Un roman à ne surtout pas manquer ! Recension Marylène Rittiner
Extrait pages 59 à 61
[…] Elle est en train d’entasser des bûches quand le nom de Shu s’affiche sur l’écran. Un torrent de plaintes, de doléances et de récriminations s’échappe de l’appareil. Clémence respire un bon coup. Surtout ne pas s’énerver. Supporter sa petite-bru est une maigre concession en échange du plaisir que lui procure la présence de l’enfant. « Il est parti faire un tour, il vous rappellera dès son retour », ment-elle sans vergogne. L’explication déclenche une avalanche de questions. S’est-il habillé assez chaudement ? Ne risque-t-il pas de faire de mauvaises rencontres ? A-t-il au moins emporté son GPS ?
– Détendez-vous Shu, c’est un grand garçon qui se débrouille très bien. Et il prend l’air comme vous le lui avez demandé, plutôt que de se connecter à longueur de journée, ose Clémence.
C’est le moment que choisit Loïc pour débouler au salon. Encore en pyjama, les yeux tout collés déjà rivé sur son Smartphone. D’un doigt impérieux sur les lèvres, Clémence l’enjoint de se taire.
– Ah, le voilà justement qui revient. Oh, comme c’est gentil, il est allé acheter le pain, ajoute-t-elle avec un clin d’œil appuyé. Je vous le passe.
Le garçon consacre un patient quart d’heure à corroborer le mensonge de son aïeule, puis à rassurer toutes les inquiétudes de sa mère. Léa approuverait-elle tant d’ingérence ? se demande Clémence en écoutant quelques bribes de cette conversation qui s’enlise. Elle sait qu’elle-même a plutôt pêché par excès d’insouciance, sa fille le lui a assez dit. Mais ces deux femmes qui accaparent à distance son jeune visiteur l’agacent plus qu’elle ne veut se l’avouer.
– Comment tu fais pour supporter d’être pisté vingt-quatre heures sur vingt-quatre ? questionne-t-elle quand, enfin, on lui rend son Loïc.
L’enfant se gratte la tempe, perplexe :
– C’est que j’ai connu que ça… Je pensais, les gènes, z’avaient tous ça dans le sang. Pis, j’ai mes tricks, ajoute-t-il avec un sourire énigmatique. Tu sais, Surmam, le monde d’aujourd’hui, l’est divisé entre les largués du numérique et ceux qui savent en profiter.

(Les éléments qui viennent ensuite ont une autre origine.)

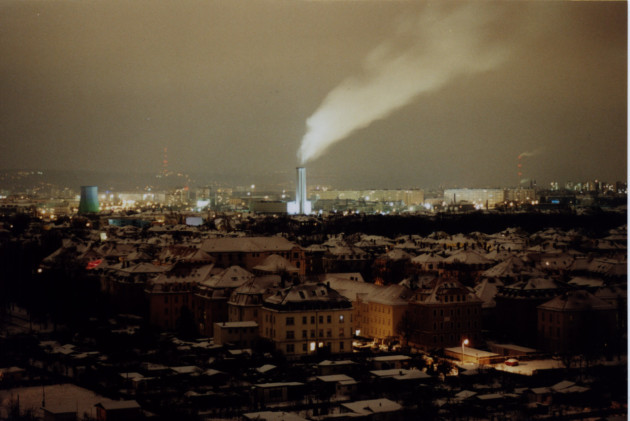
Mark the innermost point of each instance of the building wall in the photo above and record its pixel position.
(445, 324)
(234, 333)
(165, 308)
(380, 321)
(238, 313)
(409, 197)
(248, 260)
(303, 332)
(209, 311)
(476, 196)
(575, 331)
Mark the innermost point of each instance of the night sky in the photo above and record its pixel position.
(428, 94)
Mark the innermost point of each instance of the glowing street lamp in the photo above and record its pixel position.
(464, 343)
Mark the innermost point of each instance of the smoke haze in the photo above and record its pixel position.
(427, 52)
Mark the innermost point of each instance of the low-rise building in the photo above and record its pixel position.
(443, 313)
(576, 322)
(308, 318)
(239, 334)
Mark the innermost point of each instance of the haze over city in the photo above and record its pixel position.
(368, 94)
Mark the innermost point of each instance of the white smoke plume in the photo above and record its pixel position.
(529, 154)
(444, 42)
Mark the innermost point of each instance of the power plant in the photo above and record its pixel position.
(300, 206)
(89, 200)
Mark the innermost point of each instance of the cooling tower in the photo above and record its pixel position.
(300, 194)
(89, 200)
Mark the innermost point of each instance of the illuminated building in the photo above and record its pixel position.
(89, 200)
(307, 318)
(443, 313)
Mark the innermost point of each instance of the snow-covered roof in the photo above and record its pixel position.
(373, 406)
(486, 290)
(247, 244)
(275, 264)
(576, 301)
(467, 257)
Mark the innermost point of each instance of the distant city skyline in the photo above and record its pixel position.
(228, 88)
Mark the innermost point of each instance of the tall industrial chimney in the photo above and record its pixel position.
(89, 200)
(300, 194)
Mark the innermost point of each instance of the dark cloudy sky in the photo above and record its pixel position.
(228, 86)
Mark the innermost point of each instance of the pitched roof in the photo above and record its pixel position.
(576, 301)
(247, 244)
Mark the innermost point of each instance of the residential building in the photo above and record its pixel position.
(249, 252)
(576, 322)
(306, 319)
(443, 313)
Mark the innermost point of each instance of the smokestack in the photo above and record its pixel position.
(89, 200)
(300, 194)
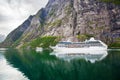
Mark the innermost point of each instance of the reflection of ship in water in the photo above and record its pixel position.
(91, 56)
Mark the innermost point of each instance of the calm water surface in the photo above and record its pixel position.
(31, 65)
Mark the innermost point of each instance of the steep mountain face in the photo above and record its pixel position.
(17, 33)
(71, 19)
(2, 37)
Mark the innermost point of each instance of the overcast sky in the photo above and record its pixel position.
(14, 12)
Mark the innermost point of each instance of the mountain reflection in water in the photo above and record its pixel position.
(43, 66)
(92, 56)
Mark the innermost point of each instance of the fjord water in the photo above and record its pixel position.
(31, 65)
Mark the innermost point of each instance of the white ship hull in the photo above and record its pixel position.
(79, 50)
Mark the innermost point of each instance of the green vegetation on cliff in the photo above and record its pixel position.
(44, 42)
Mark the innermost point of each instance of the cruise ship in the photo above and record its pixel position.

Mes ancêtres ont beau être nés avec, ils maîtrisent pas vraiment.
– Toi, par contre, t’as pas l’air né de la dernière pluie. Dis-moi ton secret. Promis, je ne cafterai pas.

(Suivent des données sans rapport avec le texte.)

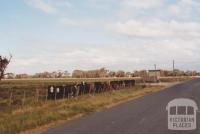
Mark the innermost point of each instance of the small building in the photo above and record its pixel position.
(153, 76)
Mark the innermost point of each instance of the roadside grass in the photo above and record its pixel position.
(49, 113)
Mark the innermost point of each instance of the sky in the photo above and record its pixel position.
(50, 35)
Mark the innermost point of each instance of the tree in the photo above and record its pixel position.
(4, 61)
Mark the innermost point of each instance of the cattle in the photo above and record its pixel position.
(77, 89)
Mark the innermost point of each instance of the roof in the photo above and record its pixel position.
(182, 102)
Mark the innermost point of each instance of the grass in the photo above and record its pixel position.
(51, 112)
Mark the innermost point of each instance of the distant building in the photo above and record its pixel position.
(153, 76)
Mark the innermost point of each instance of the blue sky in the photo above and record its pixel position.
(47, 35)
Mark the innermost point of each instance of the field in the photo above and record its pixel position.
(23, 103)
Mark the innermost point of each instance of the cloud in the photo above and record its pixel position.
(157, 28)
(127, 56)
(141, 4)
(42, 5)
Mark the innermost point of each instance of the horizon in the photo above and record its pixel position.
(49, 35)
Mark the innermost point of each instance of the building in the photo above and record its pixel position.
(153, 76)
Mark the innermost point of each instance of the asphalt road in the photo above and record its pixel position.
(145, 115)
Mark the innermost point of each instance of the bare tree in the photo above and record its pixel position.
(4, 61)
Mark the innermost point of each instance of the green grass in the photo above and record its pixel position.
(33, 116)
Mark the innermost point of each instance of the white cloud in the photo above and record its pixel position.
(138, 4)
(157, 28)
(174, 10)
(127, 56)
(42, 5)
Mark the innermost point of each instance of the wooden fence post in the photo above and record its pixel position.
(24, 98)
(37, 95)
(46, 94)
(10, 101)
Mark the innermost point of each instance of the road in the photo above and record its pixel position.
(145, 115)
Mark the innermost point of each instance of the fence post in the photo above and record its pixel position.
(10, 101)
(24, 98)
(37, 94)
(55, 94)
(64, 93)
(46, 94)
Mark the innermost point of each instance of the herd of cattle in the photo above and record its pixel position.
(78, 89)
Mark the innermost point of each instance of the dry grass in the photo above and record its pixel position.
(51, 112)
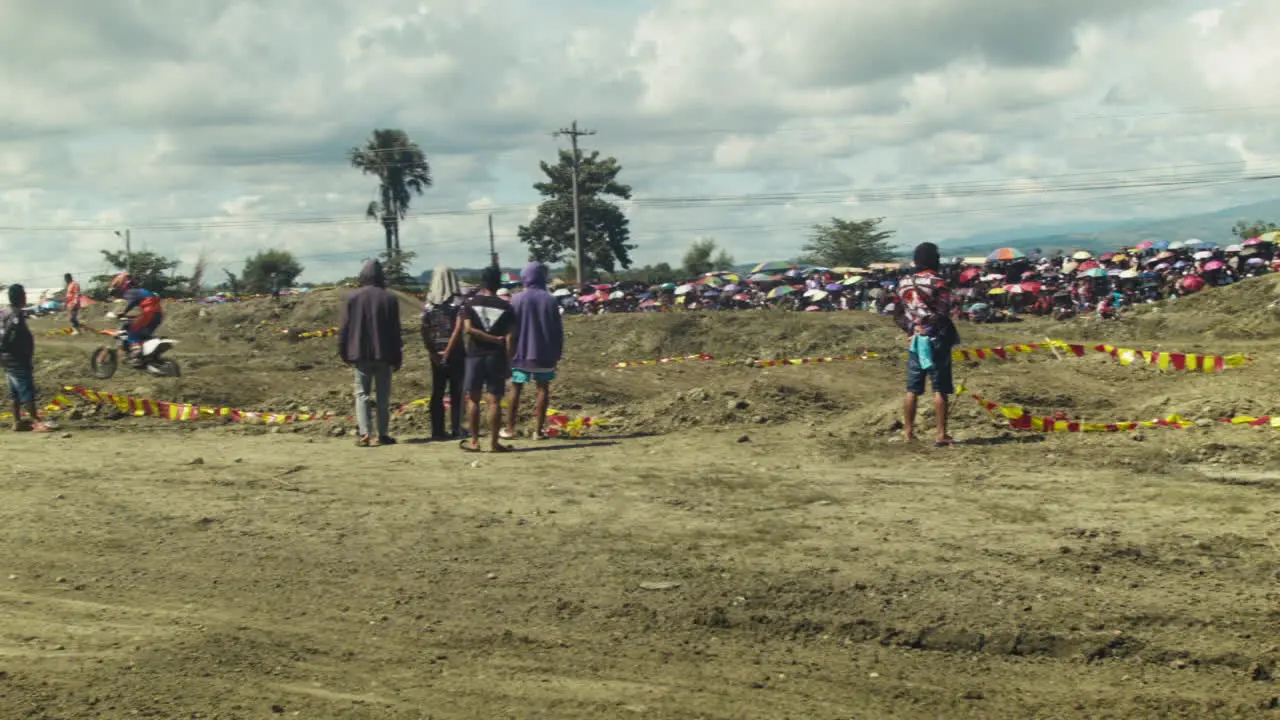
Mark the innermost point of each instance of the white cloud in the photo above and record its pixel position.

– Pas de pli. J’ai le bon feeling avec toi. T’a beau être surmature, tu juges pas. Respect. Ben, tu vois, mon dronard, avec Google map, j’y programme un parcours. Comme ça, il se tape la walk à ma place pendant que je reste à couvert. Avec la téléspy, les ancêtres y voient que du feu. Mais tu me diras, un dronard, ça fly plus vite qu’un piéton.